AWS Iot Connection using legacy TCP Firmware - amazon-web-services

I have an existing solution for acquired IoT devices that have proprietary legacy firmware, that uses raw TCP.
The solution involves an application written in Node.JS running on an AWS EC2 instance. It creates a TCP server that opens a socket to listen to the device (each of them). Every time the IoT device pings the server, the server must ping back the device with a default message (created using the original message) as validation the connection is still online.
After pinging back, it then unscrambles the TCP data parsing it into Json and adding to a MongoDB database. Which then is used for displaying data to the customers.
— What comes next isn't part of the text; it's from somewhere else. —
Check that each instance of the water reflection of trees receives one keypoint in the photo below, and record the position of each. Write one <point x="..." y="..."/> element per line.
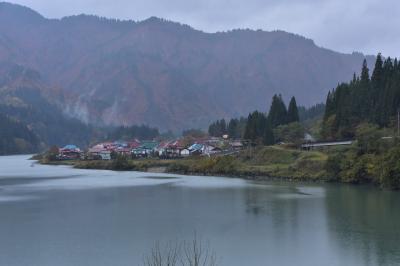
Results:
<point x="365" y="220"/>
Also, on the same EC2 instance, another application is deployed on-demand via front-end APIs requests to send commands to the IoT devices and logs it into the same DB, sometimes changing constants that are defined to each device separately.
As we are developing new devices in MQTT protocol, we are creating new serverless architecture using AWS IoT Core. I'm looking for an innovative serverless solution to integrate the legacy devices in this more robust and less demanding architecture (more cost effective).
As I can't change the protocol, it must still be a TCP, i'm looking for something to convert the TCP into MQTT and then forward it to the general IoT Core. That way, i can use the same architecture for both new and old devices. Giving me time to slowly decommission the older devices, not having to maintain both infrastructures.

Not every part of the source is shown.